Soon-Shiong’s interest in helping people extends beyond the business sphere. He and wife Michele have created a family foundation through which some of his wealth is funneled to expand healthcare to those who can’t wait for a utopian future to develop. The couple began by pledging $55 million to St. John’s Medical Center in nearby Santa Monica in 2008. Since then they have increased the pledge to over $100 mil. and has provided another $100 mil. in underwriting guarantees to help reopen L.A.‘s Martin Luther King Jr. Medical Center. The hospital had served impoverished South Central Los Angeles before being shut down in 2007 for repeated complaints of medical malpractice. In September of 2009 he joined Bill Gates, Warren Buffett and about three dozen other billionaires in making the pledge to donate half his wealth to charity.

Soon-Shiong has also gotten his daughter and son interested in helping the less fortunate.

“There’s a woman downtown, Sister Rose, who feeds between 200 to 400 people every day without a lot of fanfare,” he says. “A few years ago I wanted to show my children what she did. She gave us a tour. We come to find out that she has no bank account and was funding the food kitchen from cash donations and selling cardboard boxes for recycling.

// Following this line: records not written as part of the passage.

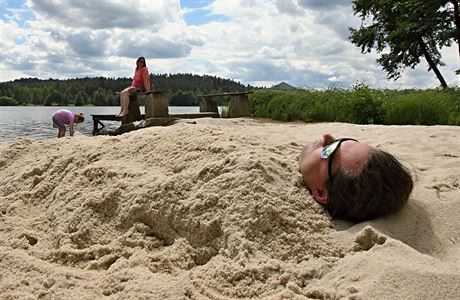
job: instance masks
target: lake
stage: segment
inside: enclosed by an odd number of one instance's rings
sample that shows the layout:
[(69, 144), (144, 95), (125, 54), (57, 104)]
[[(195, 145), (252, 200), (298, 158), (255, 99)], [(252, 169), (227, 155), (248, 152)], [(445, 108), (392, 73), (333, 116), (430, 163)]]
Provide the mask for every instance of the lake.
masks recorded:
[[(42, 141), (48, 138), (57, 137), (58, 130), (53, 128), (51, 116), (61, 108), (72, 112), (85, 114), (85, 122), (77, 124), (75, 131), (91, 135), (93, 131), (93, 115), (117, 114), (119, 106), (0, 106), (0, 147), (10, 143), (18, 137), (31, 138)], [(141, 113), (145, 109), (141, 106)], [(198, 113), (199, 106), (170, 106), (170, 114)], [(111, 129), (120, 126), (120, 122), (104, 121), (104, 124)], [(66, 131), (66, 136), (69, 131)]]

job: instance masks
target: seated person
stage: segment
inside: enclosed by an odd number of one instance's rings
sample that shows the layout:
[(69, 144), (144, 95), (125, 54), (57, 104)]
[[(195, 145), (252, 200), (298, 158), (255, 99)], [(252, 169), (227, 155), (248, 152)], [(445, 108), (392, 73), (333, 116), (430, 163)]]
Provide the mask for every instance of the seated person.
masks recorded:
[(147, 69), (145, 58), (142, 56), (136, 61), (136, 69), (134, 70), (134, 77), (131, 85), (120, 93), (121, 108), (117, 117), (124, 117), (128, 114), (129, 96), (139, 91), (150, 91), (149, 69)]
[(391, 154), (330, 134), (303, 148), (299, 171), (310, 194), (333, 218), (352, 221), (398, 211), (414, 185), (409, 171)]

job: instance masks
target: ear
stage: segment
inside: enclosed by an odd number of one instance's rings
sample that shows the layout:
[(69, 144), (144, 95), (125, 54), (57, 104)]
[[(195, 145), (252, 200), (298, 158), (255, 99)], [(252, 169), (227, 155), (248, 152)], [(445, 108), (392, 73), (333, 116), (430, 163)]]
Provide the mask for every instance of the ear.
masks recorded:
[(313, 199), (316, 202), (326, 205), (329, 202), (329, 193), (327, 189), (315, 189), (312, 191)]
[(323, 147), (331, 144), (333, 141), (335, 141), (335, 137), (333, 137), (331, 134), (326, 133), (323, 135)]

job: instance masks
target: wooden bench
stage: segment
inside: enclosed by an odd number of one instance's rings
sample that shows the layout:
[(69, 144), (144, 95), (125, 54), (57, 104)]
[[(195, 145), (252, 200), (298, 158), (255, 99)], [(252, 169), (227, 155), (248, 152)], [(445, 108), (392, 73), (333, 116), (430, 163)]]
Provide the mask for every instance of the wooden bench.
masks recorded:
[[(141, 114), (137, 97), (146, 97), (145, 114)], [(141, 121), (146, 118), (169, 117), (167, 92), (148, 91), (138, 92), (129, 96), (128, 114), (124, 117), (116, 115), (91, 115), (93, 117), (93, 135), (101, 133), (105, 127), (101, 121), (121, 121), (121, 125), (127, 125), (135, 121)], [(147, 117), (146, 117), (147, 116)], [(101, 127), (99, 127), (101, 126)]]
[[(145, 97), (145, 114), (141, 114), (137, 97)], [(91, 115), (93, 117), (93, 135), (110, 134), (117, 135), (129, 132), (143, 126), (165, 126), (170, 125), (177, 119), (187, 118), (219, 118), (219, 112), (200, 112), (187, 114), (169, 114), (169, 98), (168, 93), (163, 91), (139, 92), (136, 95), (131, 95), (129, 98), (128, 114), (124, 117), (116, 115)], [(141, 121), (144, 124), (136, 124), (133, 122)], [(121, 121), (121, 126), (111, 132), (101, 131), (105, 125), (102, 121)], [(141, 122), (142, 123), (142, 122)]]
[(228, 112), (230, 118), (250, 117), (251, 111), (249, 109), (248, 95), (252, 91), (247, 92), (230, 92), (220, 94), (201, 95), (200, 112), (214, 112), (218, 113), (218, 106), (216, 97), (229, 96), (230, 101), (228, 105)]
[[(101, 121), (121, 121), (123, 124), (123, 118), (117, 117), (116, 115), (91, 115), (93, 117), (93, 135), (101, 134), (101, 130), (105, 127), (105, 124)], [(144, 117), (144, 115), (142, 115)], [(101, 127), (99, 127), (99, 125)]]

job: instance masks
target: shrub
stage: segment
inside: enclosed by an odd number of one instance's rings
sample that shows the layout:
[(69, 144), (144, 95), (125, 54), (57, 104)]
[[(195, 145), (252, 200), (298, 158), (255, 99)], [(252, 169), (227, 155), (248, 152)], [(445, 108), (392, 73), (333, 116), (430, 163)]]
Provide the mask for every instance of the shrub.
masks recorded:
[(386, 103), (385, 124), (449, 124), (451, 109), (442, 91), (393, 93)]
[(220, 117), (221, 118), (229, 118), (230, 117), (230, 111), (228, 109), (228, 106), (222, 106), (221, 107)]
[(0, 96), (0, 106), (16, 106), (18, 103), (11, 97)]
[(365, 84), (358, 83), (353, 86), (349, 101), (351, 123), (381, 124), (383, 122), (383, 104), (374, 99), (369, 87)]
[(460, 125), (460, 90), (258, 90), (249, 96), (255, 117), (280, 121), (358, 124)]

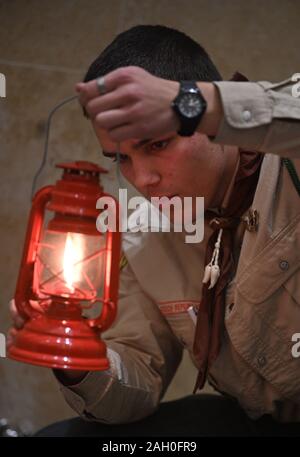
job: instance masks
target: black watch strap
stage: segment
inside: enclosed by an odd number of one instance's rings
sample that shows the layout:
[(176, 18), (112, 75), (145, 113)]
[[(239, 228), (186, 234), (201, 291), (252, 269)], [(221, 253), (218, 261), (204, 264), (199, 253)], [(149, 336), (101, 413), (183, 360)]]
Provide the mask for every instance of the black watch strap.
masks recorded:
[(200, 93), (200, 89), (195, 81), (180, 81), (180, 92), (197, 92)]
[[(180, 98), (180, 96), (184, 95), (185, 93), (195, 93), (199, 97), (201, 97), (203, 111), (194, 118), (188, 118), (183, 116), (178, 107), (176, 106), (176, 101)], [(195, 133), (198, 124), (201, 120), (201, 117), (203, 116), (206, 110), (206, 101), (195, 81), (180, 81), (179, 94), (173, 102), (173, 108), (175, 109), (180, 119), (180, 129), (178, 130), (178, 135), (192, 136)]]

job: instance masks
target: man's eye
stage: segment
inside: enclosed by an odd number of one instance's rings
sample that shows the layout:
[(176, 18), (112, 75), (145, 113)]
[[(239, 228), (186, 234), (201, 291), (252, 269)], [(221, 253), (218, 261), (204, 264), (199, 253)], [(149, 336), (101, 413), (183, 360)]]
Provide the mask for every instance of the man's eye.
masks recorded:
[(155, 143), (150, 144), (150, 149), (151, 151), (160, 151), (161, 149), (165, 149), (170, 140), (161, 140), (161, 141), (155, 141)]
[(114, 156), (114, 158), (113, 158), (114, 162), (124, 163), (128, 159), (128, 156), (126, 154), (118, 154), (118, 156), (119, 156), (119, 159), (117, 157), (117, 154)]

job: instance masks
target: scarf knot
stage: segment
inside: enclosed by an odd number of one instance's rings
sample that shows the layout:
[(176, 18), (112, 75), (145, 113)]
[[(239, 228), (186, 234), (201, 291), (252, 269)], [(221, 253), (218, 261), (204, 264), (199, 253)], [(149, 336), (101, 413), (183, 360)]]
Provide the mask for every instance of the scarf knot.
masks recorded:
[(214, 217), (209, 222), (210, 227), (215, 231), (219, 229), (232, 229), (239, 225), (239, 217)]

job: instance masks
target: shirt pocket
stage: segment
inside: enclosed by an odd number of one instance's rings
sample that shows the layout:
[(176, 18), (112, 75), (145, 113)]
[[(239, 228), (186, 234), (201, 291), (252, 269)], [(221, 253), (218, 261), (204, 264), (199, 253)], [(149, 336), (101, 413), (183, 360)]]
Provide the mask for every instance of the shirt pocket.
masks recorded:
[(293, 297), (297, 305), (300, 306), (300, 268), (297, 272), (283, 284), (284, 288)]
[(299, 269), (300, 215), (252, 259), (237, 278), (236, 287), (248, 302), (262, 303), (285, 285), (299, 303)]

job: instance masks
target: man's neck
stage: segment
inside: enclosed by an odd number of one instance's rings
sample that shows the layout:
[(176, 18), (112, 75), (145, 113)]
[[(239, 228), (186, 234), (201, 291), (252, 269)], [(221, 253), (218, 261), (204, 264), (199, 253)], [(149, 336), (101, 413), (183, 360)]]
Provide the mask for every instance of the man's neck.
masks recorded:
[(232, 191), (235, 176), (238, 171), (240, 154), (238, 148), (234, 146), (224, 146), (224, 154), (227, 155), (220, 184), (213, 198), (210, 209), (221, 210), (227, 206), (228, 197)]

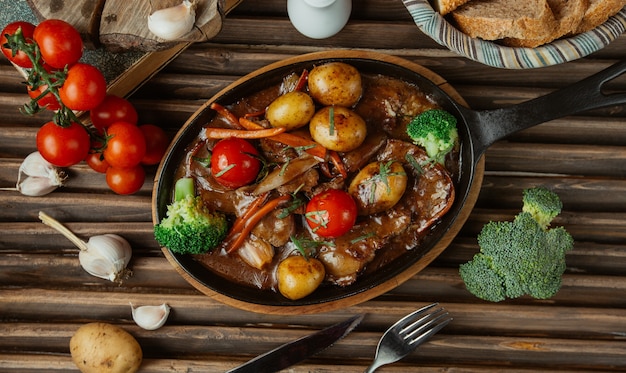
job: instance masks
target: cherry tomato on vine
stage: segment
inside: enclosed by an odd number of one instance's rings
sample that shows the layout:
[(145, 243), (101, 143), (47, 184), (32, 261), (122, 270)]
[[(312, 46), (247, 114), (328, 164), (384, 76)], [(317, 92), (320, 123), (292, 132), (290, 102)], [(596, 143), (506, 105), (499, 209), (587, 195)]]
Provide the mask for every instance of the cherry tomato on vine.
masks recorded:
[(259, 152), (246, 140), (231, 137), (215, 144), (211, 154), (211, 173), (227, 188), (253, 182), (261, 170)]
[(147, 166), (158, 164), (170, 145), (167, 133), (154, 124), (143, 124), (139, 126), (139, 129), (146, 139), (146, 155), (144, 155), (141, 163)]
[(143, 132), (132, 123), (117, 122), (107, 128), (104, 159), (112, 167), (134, 167), (146, 155)]
[(141, 165), (133, 167), (109, 167), (106, 171), (107, 185), (117, 194), (133, 194), (143, 186), (146, 171)]
[(347, 192), (328, 189), (311, 198), (306, 205), (305, 216), (315, 233), (335, 238), (346, 234), (354, 226), (357, 206)]
[[(28, 95), (34, 100), (39, 97), (46, 89), (48, 89), (48, 86), (46, 84), (40, 85), (34, 90), (31, 87), (28, 87)], [(50, 92), (46, 93), (45, 96), (37, 100), (37, 104), (40, 107), (45, 107), (46, 109), (51, 111), (61, 108), (61, 104), (59, 104), (57, 98)]]
[(60, 19), (42, 21), (33, 31), (41, 57), (52, 67), (72, 66), (83, 55), (83, 40), (71, 24)]
[(2, 49), (2, 53), (9, 59), (9, 61), (13, 62), (19, 67), (24, 67), (30, 69), (33, 67), (33, 63), (31, 62), (28, 55), (22, 51), (14, 51), (9, 49), (7, 45), (7, 38), (5, 35), (14, 35), (17, 29), (21, 27), (22, 35), (24, 35), (24, 39), (26, 41), (33, 40), (33, 32), (35, 31), (35, 25), (30, 22), (17, 21), (12, 22), (6, 25), (6, 27), (2, 30), (2, 34), (0, 35), (0, 48)]
[(104, 174), (109, 169), (109, 162), (104, 159), (104, 155), (100, 152), (89, 153), (87, 154), (87, 158), (85, 158), (85, 162), (92, 170)]
[(59, 97), (72, 110), (87, 111), (100, 105), (106, 96), (107, 83), (97, 67), (77, 63), (67, 71), (59, 88)]
[(98, 129), (107, 128), (115, 122), (137, 124), (137, 110), (125, 98), (106, 95), (104, 100), (89, 112), (91, 123)]
[(78, 123), (61, 127), (48, 122), (37, 132), (37, 150), (57, 167), (69, 167), (82, 161), (89, 154), (90, 145), (89, 133)]

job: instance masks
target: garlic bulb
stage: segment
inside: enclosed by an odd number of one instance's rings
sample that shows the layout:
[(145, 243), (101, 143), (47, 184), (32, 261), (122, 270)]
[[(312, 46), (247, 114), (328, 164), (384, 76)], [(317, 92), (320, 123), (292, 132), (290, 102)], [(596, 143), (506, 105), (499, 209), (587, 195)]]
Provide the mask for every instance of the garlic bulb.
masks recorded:
[(196, 22), (195, 5), (189, 0), (148, 16), (148, 29), (165, 40), (175, 40), (193, 29)]
[(59, 231), (80, 249), (78, 260), (81, 267), (92, 276), (121, 283), (131, 275), (126, 268), (132, 256), (132, 248), (128, 241), (116, 234), (93, 236), (85, 242), (78, 238), (64, 225), (40, 211), (39, 219)]
[(17, 190), (25, 196), (39, 197), (62, 186), (65, 179), (65, 172), (46, 161), (39, 152), (33, 152), (20, 165), (15, 188), (1, 190)]
[(156, 330), (162, 327), (170, 314), (170, 306), (163, 303), (160, 306), (133, 307), (130, 304), (135, 323), (146, 330)]

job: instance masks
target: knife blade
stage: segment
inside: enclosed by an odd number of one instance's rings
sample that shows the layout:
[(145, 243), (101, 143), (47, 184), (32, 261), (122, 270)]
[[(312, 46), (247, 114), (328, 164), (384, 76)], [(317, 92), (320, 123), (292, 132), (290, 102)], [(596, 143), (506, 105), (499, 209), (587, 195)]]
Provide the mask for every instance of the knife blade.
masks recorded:
[(363, 315), (329, 326), (316, 333), (285, 343), (226, 373), (271, 373), (292, 366), (345, 337), (363, 320)]

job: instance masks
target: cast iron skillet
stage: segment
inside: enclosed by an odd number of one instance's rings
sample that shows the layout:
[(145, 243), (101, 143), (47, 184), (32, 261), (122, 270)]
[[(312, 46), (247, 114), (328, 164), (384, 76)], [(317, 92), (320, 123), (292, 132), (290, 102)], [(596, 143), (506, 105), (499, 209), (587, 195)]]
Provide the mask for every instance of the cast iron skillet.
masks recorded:
[(203, 125), (215, 115), (212, 102), (227, 105), (269, 85), (278, 84), (291, 72), (300, 73), (329, 61), (343, 61), (363, 73), (380, 73), (412, 82), (431, 95), (458, 119), (461, 139), (461, 172), (451, 210), (433, 229), (423, 245), (407, 251), (394, 262), (362, 276), (347, 287), (321, 287), (312, 295), (290, 301), (280, 294), (234, 284), (213, 274), (189, 255), (167, 248), (163, 252), (176, 270), (194, 287), (226, 304), (263, 313), (299, 314), (351, 306), (391, 290), (426, 267), (452, 241), (473, 208), (484, 166), (482, 155), (494, 142), (531, 126), (585, 110), (626, 103), (626, 94), (605, 95), (603, 84), (626, 71), (626, 61), (617, 63), (570, 87), (519, 105), (487, 111), (463, 106), (463, 99), (441, 77), (404, 59), (360, 51), (320, 52), (277, 62), (253, 72), (216, 94), (185, 123), (170, 145), (159, 169), (153, 192), (153, 221), (158, 223), (171, 202), (174, 171), (183, 161), (185, 148)]

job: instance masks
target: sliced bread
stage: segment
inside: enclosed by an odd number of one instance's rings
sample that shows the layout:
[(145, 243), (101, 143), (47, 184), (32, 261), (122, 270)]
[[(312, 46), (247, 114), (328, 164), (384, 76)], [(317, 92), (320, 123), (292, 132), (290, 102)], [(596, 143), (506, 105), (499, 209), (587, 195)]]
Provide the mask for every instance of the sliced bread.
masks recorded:
[(470, 0), (432, 0), (431, 4), (439, 14), (445, 16), (468, 1)]
[(538, 39), (557, 27), (546, 0), (472, 0), (452, 16), (462, 32), (484, 40)]
[(583, 33), (600, 26), (609, 17), (626, 6), (626, 0), (590, 0), (589, 8), (576, 33)]
[(557, 27), (554, 32), (540, 38), (504, 38), (502, 43), (509, 47), (535, 48), (564, 35), (573, 34), (578, 29), (589, 8), (589, 0), (547, 0)]

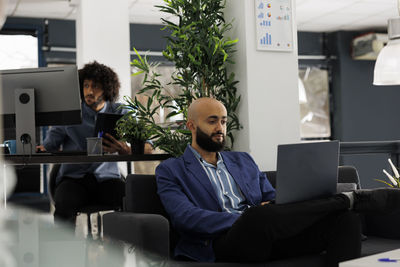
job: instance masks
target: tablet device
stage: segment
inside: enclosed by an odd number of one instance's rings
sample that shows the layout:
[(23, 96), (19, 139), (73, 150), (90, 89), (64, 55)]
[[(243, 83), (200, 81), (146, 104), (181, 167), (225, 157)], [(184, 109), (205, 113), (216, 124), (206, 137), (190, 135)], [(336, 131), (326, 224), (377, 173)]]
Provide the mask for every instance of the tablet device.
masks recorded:
[(102, 136), (104, 136), (105, 133), (108, 133), (117, 138), (117, 131), (115, 130), (115, 126), (117, 125), (117, 121), (123, 116), (124, 114), (114, 113), (97, 114), (93, 137), (99, 136), (99, 133), (102, 133)]

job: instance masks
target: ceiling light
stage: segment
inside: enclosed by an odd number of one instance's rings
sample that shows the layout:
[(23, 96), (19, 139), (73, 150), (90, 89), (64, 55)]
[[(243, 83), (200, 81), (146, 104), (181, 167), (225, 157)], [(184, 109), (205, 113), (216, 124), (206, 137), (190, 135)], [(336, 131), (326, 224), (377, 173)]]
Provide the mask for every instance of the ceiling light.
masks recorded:
[[(398, 0), (400, 13), (400, 0)], [(388, 21), (389, 42), (375, 62), (374, 85), (400, 85), (400, 17)]]

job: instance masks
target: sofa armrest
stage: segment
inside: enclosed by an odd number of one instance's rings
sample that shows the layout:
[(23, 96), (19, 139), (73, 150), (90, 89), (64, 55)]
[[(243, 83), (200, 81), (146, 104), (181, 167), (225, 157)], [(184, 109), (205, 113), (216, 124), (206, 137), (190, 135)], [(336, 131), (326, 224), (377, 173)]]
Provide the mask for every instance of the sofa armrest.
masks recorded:
[(112, 212), (103, 216), (105, 237), (169, 258), (169, 222), (158, 214)]
[(350, 192), (357, 189), (356, 183), (338, 183), (336, 193)]

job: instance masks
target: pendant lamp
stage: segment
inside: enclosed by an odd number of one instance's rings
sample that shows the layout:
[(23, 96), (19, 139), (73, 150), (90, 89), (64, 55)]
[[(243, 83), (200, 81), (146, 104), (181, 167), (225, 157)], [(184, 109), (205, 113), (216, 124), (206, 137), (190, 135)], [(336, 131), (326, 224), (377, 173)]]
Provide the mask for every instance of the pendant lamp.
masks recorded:
[[(397, 4), (400, 14), (400, 0)], [(400, 17), (389, 19), (388, 37), (375, 62), (374, 85), (400, 85)]]

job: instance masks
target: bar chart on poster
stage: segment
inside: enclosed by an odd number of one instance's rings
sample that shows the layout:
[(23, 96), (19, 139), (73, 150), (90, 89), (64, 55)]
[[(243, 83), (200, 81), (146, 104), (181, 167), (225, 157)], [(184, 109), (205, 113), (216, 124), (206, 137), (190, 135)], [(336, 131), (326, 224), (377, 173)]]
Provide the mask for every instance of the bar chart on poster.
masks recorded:
[(254, 0), (257, 50), (293, 51), (291, 0)]

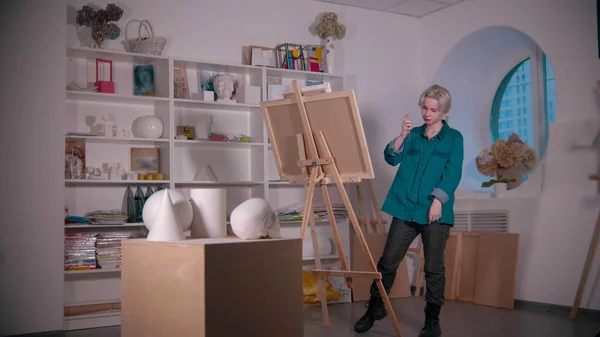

“It was an incredible lesson for my kids to see what she and Father John, her partner, had been able to do with very few resources. We later arranged to get them some equipment and other help, practical things that would not overwhelm them. That was sort of the genesis of how we wanted to approach our giving. Writing a check can be the easy way, but not always the best way. I had to figure out what could I contribute, hands on, with my life experiences in health care. And my daughter now volunteers downtown and with other groups because of that experience.”

The family shares more than charitable work. Soon-Shiong carefully arranges his schedule so he can drive his daughter to school each day and to be there for her soccer games. He plays tennis with her as well. With his son he goes surf fishing for perch. The entire family surfs and plays basketball together.